Depuis qu’a éclaté l’affaire PPDA, en 2021, au moins sept femmes souffrant d’anorexie accusent l’ancien présentateur d’agression et de viol (aucune n’a été soignée à la Maison de Solenn). Dans l’enquête PPDA, le Prince noir (Fayard), à paraître le 8 février, Romain Verley raconte comment Patrick Poivre d’Arvor « s’est drapé de la cape d’impunité » du père endeuillé. « A TF1, il recevait des lettres de mères dont la fille était anorexique et qui le remerciaient, raconte le journaliste, certaines jeunes anorexiques le voyaient comme un père de substitution. » Aujourd’hui, l’équipe de la Maison de Solenn affirme n’avoir gardé aucun contact avec l’ex-présentateur du « 20 heures » et ne veut surtout pas y être associée.

« Je m’appelle Emma et je vais bien » ; « Je m’appelle Kenza et je suis fatiguée » ; « Je m’appelle Zélie et je vais normal. »

Il y a tant d’urgences à gérer, tant de blessés de l’adolescence à apprivoiser. « Axel, je t’ai vu ! », lance, ce jeudi matin, Rahmeth Radjack à un garçon caché sous une table. « Je suis obligé de rester ? », réplique le gamin aux boucles brunes enfouies dans sa capucheIl connaît la réponse de la pédopsychiatre : le groupe de parole fait partie des soins obligatoires.« Ça fait partie de rien du tout ! », boude-t-il dans son coin. Soigné pour « trouble de l’attachement et des apprentissages », Axel marche à l’affectif. Sèche les cours qui ne lui plaisent pas, contourne les règles qu’il n’aime pas.

D’un ton doux mais ferme, la docteure Radjack parvient à l’amadouer. Le groupe de parole peut démarrer. « Nous sommes là pour partager des choses partageables, commençons par l’émotion du jour », encourage la médecin. Blottis dans des couvertures, les vingt ados hospitalisés, en majorité des filles, entonnent : « Je m’appelle Emma et je vais bien » « Je m’appelle Kenza et je suis fatiguée » ; « Je m’appelle Zélie et je vais normal »

Lors d’un groupe de parole, à la Maison de Solenn. Ces séances font partie des soins obligatoires.

Comme chaque jeudi, le groupe se réunit au « club », la salle de détente où s’empilent des puzzles, DVD, jeux de société. Son doudou suspendu à une sonde de renutrition, une préado au tour de taille fantomatique s’assoit sur la banquette en forme de U. Elle a 11 ans à peine, l’anorexie frappe de plus en plus tôt.

Sur la table trône une boîte à questions dans laquelle Chloé, legging et Crocs bleus, pioche un papier : « Comment définissez-vous la vie avec vos mots ? » « C’est une maladie qu’on nous offre, on finira tous par mourir », lance une fille avec un blouson rouge. « Une branche d’arbre avec plein de feuilles de couleur, plus ou moins vieilles », poursuit une autre.

La métaphore fait réagir la pédopsychiatre : « C’est nous, les feuilles ? » Ah ! non, « nous, c’est les roseaux ! », rectifie l’intéressée. Et pour Axel, à quoi sert la vie ? « A gagner de l’argent ! », crâne le gamin, dont c’est le dernier jour ici. La médecin propose à tous de lui dire un mot d’au revoir. L’ado au blouson rouge s’y colle : « Comme ça, il a l’air de s’en fiche de tout, Axel, mais il a su toucher notre cœur. »

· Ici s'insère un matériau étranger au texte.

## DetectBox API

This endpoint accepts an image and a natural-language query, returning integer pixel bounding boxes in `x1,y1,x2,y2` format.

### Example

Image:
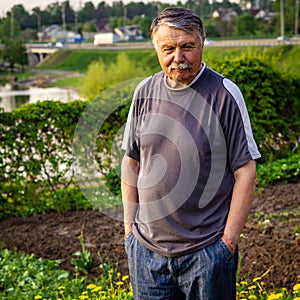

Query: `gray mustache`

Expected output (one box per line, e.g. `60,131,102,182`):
168,62,193,71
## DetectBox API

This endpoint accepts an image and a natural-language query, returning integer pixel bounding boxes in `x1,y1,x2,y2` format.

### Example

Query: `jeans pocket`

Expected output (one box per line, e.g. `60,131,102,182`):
124,231,134,255
218,238,234,264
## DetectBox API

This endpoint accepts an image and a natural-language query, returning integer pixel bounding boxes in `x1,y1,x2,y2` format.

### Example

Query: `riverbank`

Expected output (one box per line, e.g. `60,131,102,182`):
0,69,84,112
1,69,84,90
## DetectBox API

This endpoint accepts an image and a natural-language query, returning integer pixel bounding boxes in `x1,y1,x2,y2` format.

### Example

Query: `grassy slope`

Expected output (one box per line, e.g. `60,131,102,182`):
38,49,160,74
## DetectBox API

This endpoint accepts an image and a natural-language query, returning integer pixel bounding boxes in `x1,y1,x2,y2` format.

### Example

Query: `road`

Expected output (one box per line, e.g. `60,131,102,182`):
27,37,300,52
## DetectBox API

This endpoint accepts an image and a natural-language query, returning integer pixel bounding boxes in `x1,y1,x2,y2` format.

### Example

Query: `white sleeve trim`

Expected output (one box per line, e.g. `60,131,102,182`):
223,78,261,160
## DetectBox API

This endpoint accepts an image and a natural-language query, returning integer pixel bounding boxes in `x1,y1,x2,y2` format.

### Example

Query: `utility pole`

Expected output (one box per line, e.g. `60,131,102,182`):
10,9,14,38
62,2,67,32
123,1,127,27
296,0,299,35
35,13,41,33
280,0,285,39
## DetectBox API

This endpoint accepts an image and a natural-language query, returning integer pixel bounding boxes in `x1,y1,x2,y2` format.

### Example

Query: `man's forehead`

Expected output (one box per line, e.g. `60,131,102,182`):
155,27,198,44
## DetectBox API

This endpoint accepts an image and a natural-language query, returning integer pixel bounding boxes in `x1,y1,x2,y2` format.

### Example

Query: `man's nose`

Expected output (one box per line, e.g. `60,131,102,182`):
174,48,184,63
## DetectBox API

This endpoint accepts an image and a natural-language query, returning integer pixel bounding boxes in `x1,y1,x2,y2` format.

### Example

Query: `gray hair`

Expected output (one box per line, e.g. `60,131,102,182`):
150,7,206,48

« Eden de nos âmes tourmentées »

Sur le mur du « club » s’affichent des tags griffonnés par ceux qui ont été hospitalisés : « Bonne chance » ; « Eden de nos âmes tourmentées » « Welcome to the MDA »… A la maison des ados gravite la mélancolie carabinée de la jeunesse de Neuilly-sur-Seine ou du 93. Ici, les origines se fondent dans les règles de vie. Tout le monde porte un masque et un bracelet blanc. Dépose son smartphone en arrivant, accessible trois heures par jour. Se voit attribuer « son » interne, qui ne porte jamais de blouse, jugée trop médicale. Occupe une chambre simple ou double.

Des inscriptions figurant sur le mur d’expression de la salle commune de la Maison de Solenn.

Rosa, qui ne se déplace jamais sans un bouquin, a décoré la sienne de photos de sa famille et de ses amis. A 13 ans, cette brillante élève a été emportée par la vague de troubles du comportement alimentaire (TCA) qui déferle dans les services spécialisés depuis la pandémie. Au moment de son admission, à l’automne 2022, elle ne pesait que 36 kilos : « Je mangeais un quart de tranche de courgette, le peu que je mangeais, je le pesais. »

« J’ai besoin d’être la meilleure en cours, sinon je me sens mal. Je ne peux pas avoir 20 sur 20 tout le temps, mais, quand je contrôle ma nourriture, je me sens puissante. » Rosa, 13 ans

Son « angoisse de performance » commence durant le premier confinement. Privée de cours en présentiel, Rosa stresse « un an à l’avance » pour le brevet des collèges. A la rentrée 2021, quand la France franchit le cap des 50 millions de primo-vaccinés, elle « décompense », comme on dit en jargon psy pour parler d’une rupture de l’équilibre psychique. S’invente une routine rassurante : réviser, peser ses aliments, réviser, peser ses aliments. « J’ai besoin d’être la meilleure en cours, sinon je me sens mal, analyse-t-elle. Je ne peux pas avoir 20 sur 20 tout le temps, mais, quand je contrôle ma nourriture, je me sens puissante. »

Ses parents viennent la voir trois fois par semaine et une fois le week-end. Les médecins lui ont fixé un contrat de poids : 8 kilos à prendre. Rosa en a gagné 4, sa sonde a été retirée hier : « J’étais contente, je me rapproche de la sortie. Ici, on vit comme dans une bulle, je tiens bon en me faisant des amis. Je mange des repas normaux pour rentrer à la maison. Une partie de moi veut s’en sortir, mais une autre a du mal à voir les choses d’un bon œil. »

Une adolescente participe à l’un des ateliers d’arts plastiques proposés à la Maison de Solenn.

Rosa se souvient des étés chauds à la plage. Des câlins doux avec sa mère. De ses hamsters. De l’extrême fatigue. De son premier amoureux. Des angoisses avant les contrôles. Elle ne se souvient pas de la séparation de ses parents. Ni de son arrière-grand-mère maternelle. Ni de son plat préféré. Elle ne se souvient pas vraiment du bonheur. Sa feuille noircie au crayon par cet inventaire à la Perec en dit long sur l’effacement grignotant sa personnalité.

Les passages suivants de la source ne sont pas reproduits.